Alas, a divided panel (in other words, not unanimous) of the 4th U.S. Circuit Court of Appeals issued an injunction putting the law on hiatus until a full appeal can be heard. The state asked the Supreme Court to lift the injunction and allow the law to be enforced in the interim, but the other seven justices refused to lift the injunction.

Ordinary jurisprudence clearly favors the stance of Alito and Thomas.

As the seven other justices did today, the Fourth Circuit had issued its injunction without a single explanatory comment. “Enforcement of the law at issue,” wrote Alito in dissent , “should not be forbidden by the federal courts without any explanation,” especially when “the District Court granted summary judgment to the State based on a fact-intensive record.”

Two considerations apply.
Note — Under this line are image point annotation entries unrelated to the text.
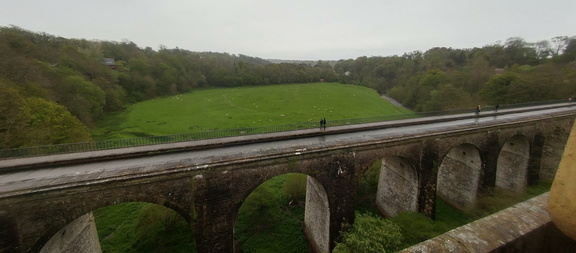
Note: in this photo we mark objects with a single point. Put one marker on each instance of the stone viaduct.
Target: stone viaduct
(452, 158)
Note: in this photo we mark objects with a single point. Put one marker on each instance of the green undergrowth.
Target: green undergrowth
(416, 227)
(142, 227)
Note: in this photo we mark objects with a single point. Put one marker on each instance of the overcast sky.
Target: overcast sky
(297, 29)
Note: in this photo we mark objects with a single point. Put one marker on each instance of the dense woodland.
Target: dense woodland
(53, 89)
First, under ordinary circumstances, a duly passed law should be presumed valid until held otherwise. Second, a district court’s exhaustive findings of fact usually should be respected unless a higher court explains why the district court appears to be in error.

Granted, an injunction would be in order if the balance of irreparable harm in the meantime would fall more heavily on one side than the other. Consider a hypothetical case in which one side wants to chop down a rare tree. An injunction would be in order while the appeal is being heard because of course if the tree were chopped down during the appeal, the case would become moot.

But such a factor isn’t present here. The ordinary status quo was that boys and girls compete separately. The West Virginia law would codify what is already ordinary practice. With no major imbalance of potential irreparable harm, the law should again be presumed valid, and the district court’s decision should be presumed valid unless and until a higher court explains why both should be in abeyance pending appeal.

In sum, the status quo in practice, along with the thoroughly considered actions of both a legislature and a district judge, should be left alone. Girls should be free from direct athletic competition from boys until and unless the merits of the boys’ legal arguments, after full court consideration, have been accepted.

For Justices Roberts, Sonia Sotomayor, Elena Kagan, Neil Gorsuch, Brett Kavanaugh, Amy Coney Barrett, and Ketanji Brown Jackson to let the playing field stay tilted without a word of elucidation is an abandonment of duty and of right reason.